Examining Aspiration Precautions In Detail

By Nora Jennings


Some life experiences may be devastating. One such experience is when one inhales or exhales unwanted substances into the tracheal system. This makes it relevant for us to evaluate aspiration precautions to be equipped with facts and skills in dealing with the problem.

Dangers in aspirations may come about when objects and liquids are inhaled into the lungs. These include food particles, liquids such as drinks and saliva and gastric contents such as stomach acid and vomit. The results of taking in these substances may include lung infections such as pneumonia and lung abscess- clogging of pus in the lungs.

Specialists cite several factors and practices that may cause problems of aspiration. These include stomach acid reflux, seizures, narrowing of the esophagus, neurological disease, stroke, decreased consciousness, anesthetic and sedative surgeries, intake of lots of alcohol, aging, development of a food tube and consumption of medicines that cause drowsiness, weakness or confusion.
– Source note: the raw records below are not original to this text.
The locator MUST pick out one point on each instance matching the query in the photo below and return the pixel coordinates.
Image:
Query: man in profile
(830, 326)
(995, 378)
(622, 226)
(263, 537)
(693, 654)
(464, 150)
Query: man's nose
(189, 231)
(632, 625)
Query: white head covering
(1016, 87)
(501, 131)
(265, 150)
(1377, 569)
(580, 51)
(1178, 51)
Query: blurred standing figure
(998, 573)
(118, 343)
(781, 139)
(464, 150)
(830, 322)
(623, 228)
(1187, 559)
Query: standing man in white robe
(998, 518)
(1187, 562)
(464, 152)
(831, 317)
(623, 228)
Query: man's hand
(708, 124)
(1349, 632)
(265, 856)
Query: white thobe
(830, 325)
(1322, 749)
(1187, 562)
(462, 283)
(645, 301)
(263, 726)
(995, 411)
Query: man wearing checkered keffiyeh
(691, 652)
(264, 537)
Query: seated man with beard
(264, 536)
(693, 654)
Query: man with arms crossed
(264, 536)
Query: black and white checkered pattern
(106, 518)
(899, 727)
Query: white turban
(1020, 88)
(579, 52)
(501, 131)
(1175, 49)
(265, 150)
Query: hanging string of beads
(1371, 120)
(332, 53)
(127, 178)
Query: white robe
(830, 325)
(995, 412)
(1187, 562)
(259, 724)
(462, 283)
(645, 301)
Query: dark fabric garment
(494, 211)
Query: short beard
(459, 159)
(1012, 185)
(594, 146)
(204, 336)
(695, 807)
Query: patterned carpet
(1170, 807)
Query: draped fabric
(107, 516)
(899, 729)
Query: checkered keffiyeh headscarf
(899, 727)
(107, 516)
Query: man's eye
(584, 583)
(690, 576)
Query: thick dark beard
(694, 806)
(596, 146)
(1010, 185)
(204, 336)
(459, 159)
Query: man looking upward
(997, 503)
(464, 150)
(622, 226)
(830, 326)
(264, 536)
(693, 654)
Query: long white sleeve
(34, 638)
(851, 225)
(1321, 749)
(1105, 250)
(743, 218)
In case of improper inhalation or exhalation, several signs and symptoms may be observed. They include coughing after swallowing liquids or other particles, breathing with difficulty, coughing up green, yellow or tanned sputum, hoarse voice, bad smell, fever and the skin may also turn dull due to little oxygen.

In dealing with aspiration, it is important to carry out some diagnostics. This is in order to determine whether and to what level the lungs have been affected. A specialist may observe the movement of food, drinks and substances and control it or advise the victim on appropriate remedies. When an X-ray on the chest of the person is done, it shows alterations in functioning and state of the lungs. Finally, a bronchoscopy may be performed where a thin tube with a camera is advanced into the lungs, through the mouth or the nose of a person, to view tissues, culture and remove substances that may not be wanted in the lung.

Different approaches may be used for different victims of aspiration. If the victim is able to drink via the mouth, make them sit upright and chew well and slowly without distraction. Care may be taken to clear the mouth of any residual food. The upright position must be maintained for 35 minutes after feeding. At least two hours must be allowed after a meal before the victim sleeps.

When the affected person uses a feeding tube, perhaps if they are unable to feed via the mouth, he or she should also be seated upright. This position should be maintained during the time when food is being pumped and the passage of food in the tube monitored by the helper to prevent a lot of food flowing.

Generally, to prevent aspiration several tips may help. First, eat small food amounts. When brushing your teeth, use as little water as possible. Provide oral care before and after eating and avoid eating or drinking when you are not alert.

Immediate care should be sought in case of very rapid or very slow breathing, when the person coughs a lot after feeding, if they have high fever or persistent symptoms for over 72 hours and in case they produce yellow or green sputum.